Jeremy and I had lots of visitors this past weekend, which was awesome for so many reasons. First, because we rarely have visitors. And second, because it's important to socialize our new puppy.
After a busy weekend of hanging out with friends and family, visiting Pearl Street, eating at The Med and dealing with my daughter's identity theft, it was nice to settle in Sunday night with Jeremy and the pets and watch some Walking Dead.
I had a text message conversation that same night with a good friend, where we talked about how people mistake our facial expressions. We joked that we needed facial expression classes. It got me thinking about words and body language.
Women especially are programmed to read body language. We do it without being taught -- it's a natural talent. And these days there is increased awareness about how important body language is. You can even take courses on how to succeed in business using the right body language. It's gotten a little insane.
Body language is extremely important. It helps us gauge each other's reactions and it helps us identify when someone is lying. But where we get in trouble is that it has to be balanced with listening to people's words.

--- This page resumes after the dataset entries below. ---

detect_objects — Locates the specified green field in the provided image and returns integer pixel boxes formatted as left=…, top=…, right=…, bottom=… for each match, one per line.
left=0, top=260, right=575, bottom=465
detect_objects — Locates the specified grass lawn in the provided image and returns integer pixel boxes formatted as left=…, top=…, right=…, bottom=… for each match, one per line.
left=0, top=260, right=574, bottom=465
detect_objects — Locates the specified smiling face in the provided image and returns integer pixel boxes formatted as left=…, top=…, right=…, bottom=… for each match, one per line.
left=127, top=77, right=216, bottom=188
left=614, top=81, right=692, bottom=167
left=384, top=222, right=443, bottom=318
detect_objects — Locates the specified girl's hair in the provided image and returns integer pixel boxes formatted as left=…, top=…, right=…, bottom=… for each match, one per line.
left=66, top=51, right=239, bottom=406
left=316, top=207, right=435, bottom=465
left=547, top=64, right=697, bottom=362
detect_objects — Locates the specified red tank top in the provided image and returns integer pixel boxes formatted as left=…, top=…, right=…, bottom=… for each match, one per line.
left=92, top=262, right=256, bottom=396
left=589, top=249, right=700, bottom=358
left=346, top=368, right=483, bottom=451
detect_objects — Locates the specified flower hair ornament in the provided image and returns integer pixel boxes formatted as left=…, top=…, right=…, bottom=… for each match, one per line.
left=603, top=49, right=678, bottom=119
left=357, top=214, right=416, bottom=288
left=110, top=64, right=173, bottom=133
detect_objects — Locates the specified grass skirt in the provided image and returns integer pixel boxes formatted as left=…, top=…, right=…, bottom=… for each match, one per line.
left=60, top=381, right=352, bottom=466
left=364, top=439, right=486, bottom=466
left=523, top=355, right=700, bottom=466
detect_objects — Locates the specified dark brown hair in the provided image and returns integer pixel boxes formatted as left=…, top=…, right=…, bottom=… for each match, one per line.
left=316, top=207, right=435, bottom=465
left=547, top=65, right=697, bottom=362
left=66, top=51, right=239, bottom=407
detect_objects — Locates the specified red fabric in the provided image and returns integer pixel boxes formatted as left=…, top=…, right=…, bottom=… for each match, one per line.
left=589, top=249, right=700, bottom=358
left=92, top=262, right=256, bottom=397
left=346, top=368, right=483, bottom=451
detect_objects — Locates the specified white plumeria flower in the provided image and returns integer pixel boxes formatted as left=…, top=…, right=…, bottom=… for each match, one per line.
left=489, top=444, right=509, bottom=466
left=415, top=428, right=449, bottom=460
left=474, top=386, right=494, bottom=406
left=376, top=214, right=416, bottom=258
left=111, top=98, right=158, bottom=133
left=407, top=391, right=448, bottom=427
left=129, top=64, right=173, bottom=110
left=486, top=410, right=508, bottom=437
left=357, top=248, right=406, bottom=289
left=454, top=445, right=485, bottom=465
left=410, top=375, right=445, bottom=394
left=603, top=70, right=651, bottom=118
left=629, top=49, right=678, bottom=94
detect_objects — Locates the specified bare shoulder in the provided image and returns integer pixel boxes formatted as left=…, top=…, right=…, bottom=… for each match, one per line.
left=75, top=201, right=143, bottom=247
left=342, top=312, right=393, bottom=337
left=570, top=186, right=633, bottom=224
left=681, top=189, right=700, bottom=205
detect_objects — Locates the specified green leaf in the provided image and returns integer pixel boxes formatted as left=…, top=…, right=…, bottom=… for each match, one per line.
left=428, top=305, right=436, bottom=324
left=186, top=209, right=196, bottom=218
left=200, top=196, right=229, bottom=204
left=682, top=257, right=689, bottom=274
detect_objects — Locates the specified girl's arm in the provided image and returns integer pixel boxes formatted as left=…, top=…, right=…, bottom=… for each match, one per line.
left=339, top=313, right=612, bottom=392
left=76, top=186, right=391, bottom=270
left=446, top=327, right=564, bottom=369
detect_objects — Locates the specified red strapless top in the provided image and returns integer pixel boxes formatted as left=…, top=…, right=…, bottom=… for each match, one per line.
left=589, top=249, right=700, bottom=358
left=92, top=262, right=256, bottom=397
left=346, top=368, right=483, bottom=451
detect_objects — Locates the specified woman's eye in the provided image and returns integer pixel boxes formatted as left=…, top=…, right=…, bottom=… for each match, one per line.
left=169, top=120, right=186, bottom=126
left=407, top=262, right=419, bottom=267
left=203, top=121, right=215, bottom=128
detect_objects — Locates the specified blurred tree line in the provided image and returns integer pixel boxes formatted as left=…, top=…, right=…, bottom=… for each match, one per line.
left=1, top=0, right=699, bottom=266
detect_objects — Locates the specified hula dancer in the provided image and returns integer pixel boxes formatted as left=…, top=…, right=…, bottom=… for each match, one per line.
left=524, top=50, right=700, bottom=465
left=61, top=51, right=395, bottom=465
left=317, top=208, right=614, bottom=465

I can't tell you how many fights I've gotten into with Jeremy because I asked him to do something and his words said Yes while his body language said I am so annoyed that you asked me to do that. After years of this, and many, many conversations, I finally understand that 99% of the time Jeremy is not annoyed. I just read his face wrong. Broken down even further, I realized that I am worried he's going to think I'm nagging him, so, I read my own worries into his body language.
And the other 1% of the time, he is annoyed, but he knows he shouldn't be so he reacts appropriately instead of instinctively. Give the man some credit for reacting thoughtfully, shall we?
I could tell you a dozen stories about how I or someone I know was read wrong. I go into each conversation believing that people will take my words at face value -- and I do my best to take theirs at face value as well. But too often, someone reads more into the conversation than the words I spoke.
I believe we all have our unreadable facial expressions, too. I have a sweet friend who people read as "unfriendly" when she is meeting someone for the first time. Jeremy's neutral/thinking face has been read as anger. And people often read my "I'm so sorry, you poor thing" expression as "judgmental" -- which blows my mind.
So I guess what I came to is that you can't read a book by its cover. But you can't read a book without a cover either. Words and body language go hand-in-hand, and without both working together, miscommunication is bound to happen.